For the umpteenth time in recent history I have written a column attacking Donald Trump’s belief that free trade and immigration have wrecked American jobs.

But it is getting increasingly hard to ignore the fact that mobile technology is saving lives.

Given the assumption that medical care is expensive, and without work one will not be able to afford it, this is interesting.

If a patient needs to be taken to the hospital – or, let’s say, a long journey to a hospital from an outlying area – do they still need to get themselves there?

Well, certainly some patients do, although there are many times when just not having to arrange to travel in real time allows great savings in costs and travel time.

Particularly in rural America, a few days of emergency travel can be a major outlay. Why, then, doesn’t the health system respond to the fact that this technology exists?

Let’s go to the TV set, then, and imagine that the hospital has a choice between a mobile unit equipped with a CT scanner to be used in a hospital with big X-ray machines, and a conventional truck equipped with only an ordinary portable CT scanner.

Obviously, it would make more sense to have the mobile unit, whose principal users are medical students who would be much more likely to take it to a hard-to-reach area.

In rural areas, though, both options are fairly common and the mobile unit would be a better investment, with an estimated annual savings of $150,000. This is still quite a lot of money, but if the money can be spent at least half as efficiently as the truck, that’s quite an improvement.

Of course, both technologies have to be considered as a whole – the truck is almost certainly a much cheaper alternative to the mobile unit – but the $150,000 saving is pretty remarkable.

Unfortunately, this has all been lost on Medicare. The government health plan for the elderly and disabled pays for most hospitals, so Medicare represents a huge source of profit for the medical business, and thus more than 40% of the demand for ancillary equipment.
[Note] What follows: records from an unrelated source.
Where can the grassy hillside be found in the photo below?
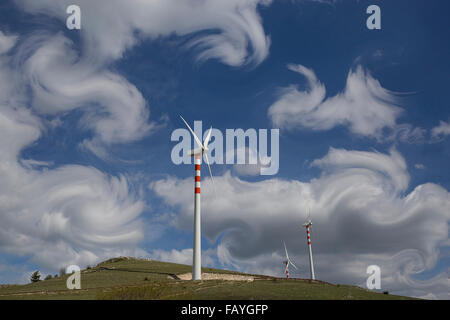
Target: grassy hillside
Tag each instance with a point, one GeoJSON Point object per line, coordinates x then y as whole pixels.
{"type": "Point", "coordinates": [124, 278]}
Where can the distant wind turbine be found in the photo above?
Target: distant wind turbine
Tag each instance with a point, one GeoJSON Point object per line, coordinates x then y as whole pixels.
{"type": "Point", "coordinates": [197, 153]}
{"type": "Point", "coordinates": [287, 262]}
{"type": "Point", "coordinates": [308, 225]}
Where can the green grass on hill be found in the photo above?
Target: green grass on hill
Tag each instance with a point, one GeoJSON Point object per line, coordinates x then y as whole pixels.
{"type": "Point", "coordinates": [123, 278]}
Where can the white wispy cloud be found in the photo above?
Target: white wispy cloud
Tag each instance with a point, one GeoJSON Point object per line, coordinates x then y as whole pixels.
{"type": "Point", "coordinates": [70, 214]}
{"type": "Point", "coordinates": [442, 130]}
{"type": "Point", "coordinates": [365, 107]}
{"type": "Point", "coordinates": [231, 30]}
{"type": "Point", "coordinates": [360, 212]}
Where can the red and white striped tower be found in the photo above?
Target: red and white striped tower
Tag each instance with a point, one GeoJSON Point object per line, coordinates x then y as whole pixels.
{"type": "Point", "coordinates": [197, 258]}
{"type": "Point", "coordinates": [308, 235]}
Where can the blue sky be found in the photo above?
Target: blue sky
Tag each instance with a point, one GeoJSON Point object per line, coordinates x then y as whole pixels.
{"type": "Point", "coordinates": [393, 165]}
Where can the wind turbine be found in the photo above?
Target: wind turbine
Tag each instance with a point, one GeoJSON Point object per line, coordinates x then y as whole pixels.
{"type": "Point", "coordinates": [308, 225]}
{"type": "Point", "coordinates": [197, 154]}
{"type": "Point", "coordinates": [287, 262]}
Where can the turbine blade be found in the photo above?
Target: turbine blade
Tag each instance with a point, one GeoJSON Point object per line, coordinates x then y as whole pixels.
{"type": "Point", "coordinates": [193, 133]}
{"type": "Point", "coordinates": [287, 256]}
{"type": "Point", "coordinates": [293, 264]}
{"type": "Point", "coordinates": [208, 136]}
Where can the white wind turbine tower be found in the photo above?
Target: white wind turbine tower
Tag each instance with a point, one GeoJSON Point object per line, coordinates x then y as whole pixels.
{"type": "Point", "coordinates": [197, 153]}
{"type": "Point", "coordinates": [287, 262]}
{"type": "Point", "coordinates": [308, 225]}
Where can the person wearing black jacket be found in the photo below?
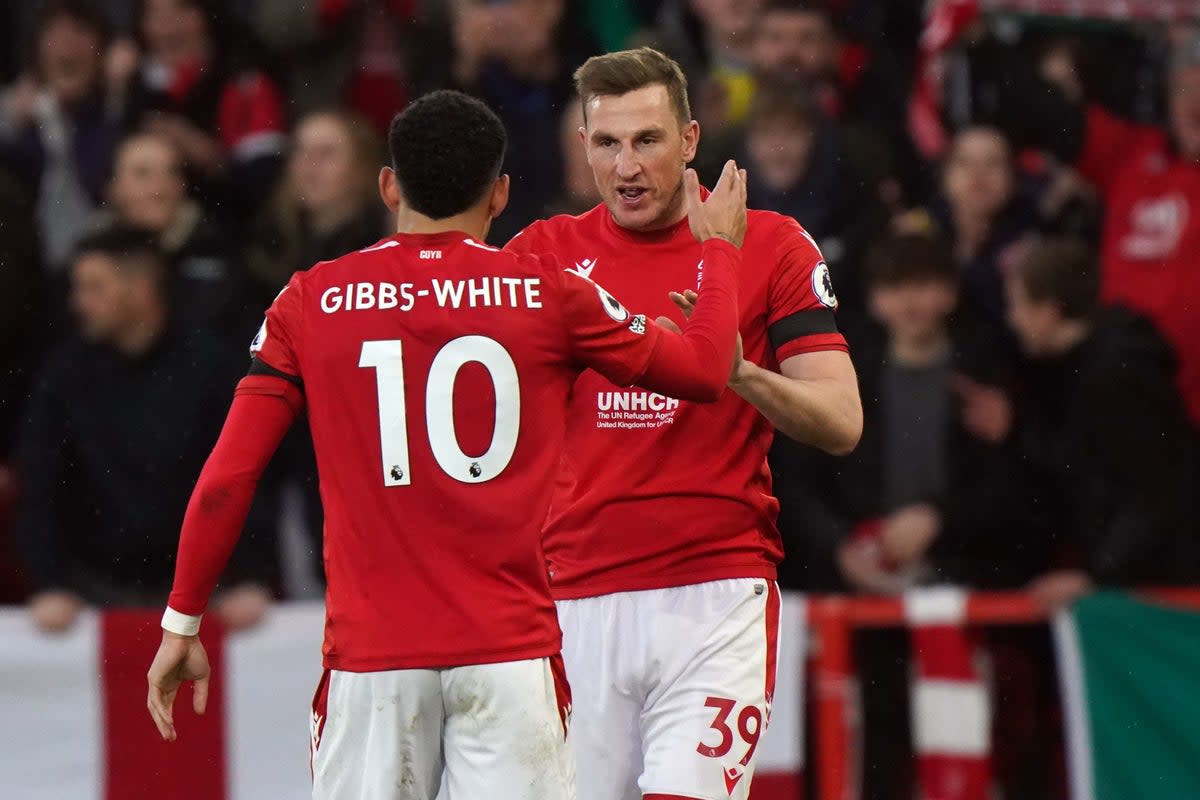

The lesson to be learned from this isn’t that the government should subsidize wireless-based transport for transportation, of course. Instead, the lesson is how much we don’t really understand about the economics of providing medical care.

If we can’t make it work, the result will be higher costs for everyone. (You can’t expand until there are more available systems.)

But this may change. We already have functioning parallel railroads in urban areas, and Amtrak has managed to get new trains running at a cost far below those of the costlier mainline systems.

There are also advanced cars on the roads, including trucks and buses, which could be used for big-bang driving once they were adapted to handle emergency situations.

All of this takes innovation, and almost certainly requires more collaboration than the United States has demonstrated over the past couple of decades.

Instead of fighting changes that are in the best interests of the people, our response would be to find ways to make them work.